# Foldable Words

by Brian Hayes

The code provided here accompanies an article, “Foldable Words,” published in February 2021 on [bit-player](http://bit-player.org/2021/foldable-words). The code is released under an MIT license.

The aim is to answer this question: Given a source text—a string of letters—what words and phrases can be formed by deleting selected letters, and then closing up the spaces between the remaining characters. We call this operating _folding_, since it can be accomplished by making folds in a strip of paper so that the deleted letters are tucked away out of sight. For example, the text “It’s a pleasure to serve you” can be folded to say “I love you.”

Throughout this discussion we ignore all whitespace, punctuation, and capitalization in the text. 

In [None]:
# for more compact output of lists

%pprint   # Pretty printing is on by default in Jupyter notebooks. Execute
          # this cell to turn it off. The command is a toggle: running it
          # a second time will turn pretty printing on again.

In [None]:
import re       # regular expressions

import random   # for random sampling

from IPython.core.display import display, HTML   # for formatting output

### Word Lists

You need at least one list of words to do anything useful with these programs. I recommend some version of the lists used by Scrabble players, such as Collins Scrabble Words or SOWPODS. Distribution of these lists is restricted by copyright, but they are available nonetheless.

One alternative to the Scrabble lists is the Unix word list, preinstalled on most Unix or Unix-derived systems.

If you have installed the Natural Language Toolkit, you can access a word list at nltk.corpus.words.words(). (This list is identical to the Unix words list with six additions.)

Other lists (including some Scrabble lists) are available through Peter Norvig's website https://norvig.com/ngrams/.

Whatever the source of the list, it should consist of plain text with one word per line.

In [None]:
# Load a word list. Replace the argument 'words.txt' with the path to the file.

wordfile = open('words.txt')
lexicon = wordfile.read().splitlines()
lexicon = [w.lower() for w in lexicon]     # convert any Caps to lower case
lexicon = sorted(list(set(lexicon)))       # de-duplicate, then sort
len(lexicon)                               # return length of the list

In [None]:
# Strip the source text of any characters outside the set [a-z].
# Example: "It's a pleasure to serve you." ==> "itsapleasuretoserveyou"

def normalize(text):
    text = text.lower()
    return ''.join(re.findall(r'[a-z]', text))

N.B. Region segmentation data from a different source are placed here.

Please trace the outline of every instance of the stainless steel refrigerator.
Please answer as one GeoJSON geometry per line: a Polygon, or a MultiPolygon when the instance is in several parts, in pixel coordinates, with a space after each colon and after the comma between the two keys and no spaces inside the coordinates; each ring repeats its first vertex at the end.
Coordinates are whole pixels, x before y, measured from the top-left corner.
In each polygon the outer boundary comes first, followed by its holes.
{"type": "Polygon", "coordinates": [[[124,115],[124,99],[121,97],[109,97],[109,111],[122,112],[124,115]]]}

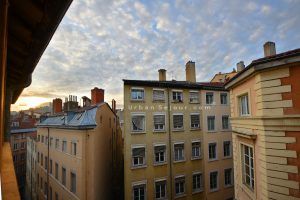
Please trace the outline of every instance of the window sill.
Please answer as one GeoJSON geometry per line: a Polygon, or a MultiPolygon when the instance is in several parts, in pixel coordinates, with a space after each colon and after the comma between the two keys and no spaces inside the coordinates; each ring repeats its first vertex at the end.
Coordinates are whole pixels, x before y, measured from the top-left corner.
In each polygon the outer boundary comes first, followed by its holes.
{"type": "Polygon", "coordinates": [[[172,132],[184,132],[184,129],[173,129],[172,132]]]}
{"type": "Polygon", "coordinates": [[[201,128],[191,128],[190,131],[201,131],[201,128]]]}
{"type": "Polygon", "coordinates": [[[183,160],[174,160],[173,163],[183,163],[185,161],[186,161],[185,159],[183,159],[183,160]]]}
{"type": "Polygon", "coordinates": [[[153,133],[166,133],[166,130],[153,130],[153,133]]]}
{"type": "Polygon", "coordinates": [[[200,157],[192,157],[191,158],[191,160],[201,160],[202,159],[202,157],[200,156],[200,157]]]}
{"type": "Polygon", "coordinates": [[[162,162],[162,163],[154,163],[153,166],[158,167],[158,166],[164,166],[167,165],[167,161],[162,162]]]}
{"type": "Polygon", "coordinates": [[[147,168],[147,165],[142,165],[142,166],[131,166],[131,169],[143,169],[147,168]]]}
{"type": "Polygon", "coordinates": [[[179,198],[182,198],[185,196],[186,196],[186,194],[175,194],[175,199],[179,199],[179,198]]]}

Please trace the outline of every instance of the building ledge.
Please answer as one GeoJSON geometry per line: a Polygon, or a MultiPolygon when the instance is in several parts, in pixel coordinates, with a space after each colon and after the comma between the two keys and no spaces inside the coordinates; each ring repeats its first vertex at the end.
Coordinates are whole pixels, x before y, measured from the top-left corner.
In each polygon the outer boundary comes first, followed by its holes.
{"type": "Polygon", "coordinates": [[[20,200],[10,144],[5,142],[1,153],[1,191],[3,200],[20,200]]]}

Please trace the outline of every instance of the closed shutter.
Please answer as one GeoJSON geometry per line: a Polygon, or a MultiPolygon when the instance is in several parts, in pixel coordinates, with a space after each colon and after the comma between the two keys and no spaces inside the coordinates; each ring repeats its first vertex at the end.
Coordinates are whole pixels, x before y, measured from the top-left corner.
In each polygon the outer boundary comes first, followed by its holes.
{"type": "Polygon", "coordinates": [[[140,148],[132,149],[132,156],[133,157],[144,157],[145,156],[145,148],[140,147],[140,148]]]}
{"type": "Polygon", "coordinates": [[[156,101],[165,100],[165,92],[163,90],[153,90],[153,100],[156,101]]]}
{"type": "Polygon", "coordinates": [[[183,115],[173,115],[174,128],[183,128],[183,115]]]}

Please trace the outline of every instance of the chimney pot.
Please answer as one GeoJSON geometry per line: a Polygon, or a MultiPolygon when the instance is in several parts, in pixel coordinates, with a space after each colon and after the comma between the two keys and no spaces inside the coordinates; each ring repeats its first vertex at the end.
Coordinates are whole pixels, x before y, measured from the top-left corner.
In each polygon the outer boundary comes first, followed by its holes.
{"type": "Polygon", "coordinates": [[[188,61],[185,64],[185,76],[186,81],[195,83],[196,82],[196,71],[195,71],[195,62],[188,61]]]}
{"type": "Polygon", "coordinates": [[[243,69],[245,69],[245,64],[244,61],[240,61],[236,64],[236,68],[237,68],[237,72],[242,71],[243,69]]]}
{"type": "Polygon", "coordinates": [[[159,69],[158,70],[158,80],[159,81],[166,81],[167,80],[166,72],[167,72],[167,70],[165,70],[165,69],[159,69]]]}
{"type": "Polygon", "coordinates": [[[91,90],[92,105],[104,102],[104,90],[95,87],[91,90]]]}
{"type": "Polygon", "coordinates": [[[265,54],[265,57],[276,55],[275,42],[269,41],[264,44],[264,54],[265,54]]]}

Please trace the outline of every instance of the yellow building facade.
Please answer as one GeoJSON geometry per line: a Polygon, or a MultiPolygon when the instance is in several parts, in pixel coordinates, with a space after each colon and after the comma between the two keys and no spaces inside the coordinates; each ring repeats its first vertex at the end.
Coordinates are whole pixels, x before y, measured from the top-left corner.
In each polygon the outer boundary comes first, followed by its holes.
{"type": "Polygon", "coordinates": [[[36,142],[38,199],[119,199],[117,122],[105,102],[42,121],[36,142]]]}
{"type": "Polygon", "coordinates": [[[300,50],[252,61],[230,90],[236,199],[300,199],[300,50]]]}
{"type": "Polygon", "coordinates": [[[194,62],[186,74],[124,80],[126,200],[233,198],[229,94],[222,83],[197,83],[194,62]]]}

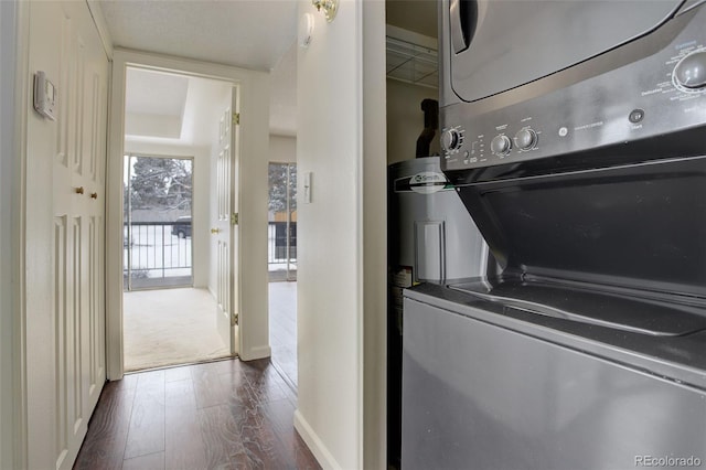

### Preliminary experiments

Take random samples of foldable words, and generate all words
of a fixed length.

In [None]:
# Generate a random sample of foldable words. Offers a quick-and-dirty
# view of typical results.
#
# Args: text:    the source text, a string
#       lexicon: the word list
#       k:       length of the words to be generated, integer
#       reps:    number of random trials
#
# The basic idea is to choose k distinct integers in range(0, n-1),
# where n is the length of the normalized source text. We then sort
# these numbers in ascending order, and use them as indices into the
# source text. The letters chosen in this way are assembled into a 
# string. If that string is present in the lexicon, append it to the
# list of results.

def randomFoldableWords(text, lexicon, k, reps):
    normtext = normalize(text)             # strip out punctuation etc.
    n = len(normtext)
    findings = []
    for i in range(reps):
        indices = random.sample(range(n), k) # k distinct values from {0..n-1}
        indices.sort()
        letters = ""
        for idx in indices:
            letters += normtext[idx]
        if letters in lexicon:
            findings.append(letters)
    return findings

In [None]:
# Generate all foldable words of exactly three letters.
# A model of how to do it, but it doesn't scale well to
# longer words.


def foldableStrings3(lexicon, text):
    normtext = normalize(text)
    n = len(normtext)
    words = []
    for i in range(0, n-2):
        for j in range(i+1, n-1):
            for k in range(j+1, n):
                s = normtext[i] + normtext[j] + normtext[k]
                if s in lexicon:
                    words.append(s)
    return(words)

### Generate All Foldable Substrings by Counting

The set of all foldable strings from a text of $N$ characters has a one-to-one mapping onto the set of $N$-bit binary numerals. Thus we can generate the strings by counting from 0 to $2^N - 1$, and choosing letters that correspond to the 1 bits in the binary representation of each number. (This idea works, but it's inefficient, since very few of the generated strings turn out to be English words.)

In [None]:
# Given a number n, return an array listing the digit positions where
# the binary representation on n has a 1 bit. The binary numeral is
# zero-padded on the left to width bits. 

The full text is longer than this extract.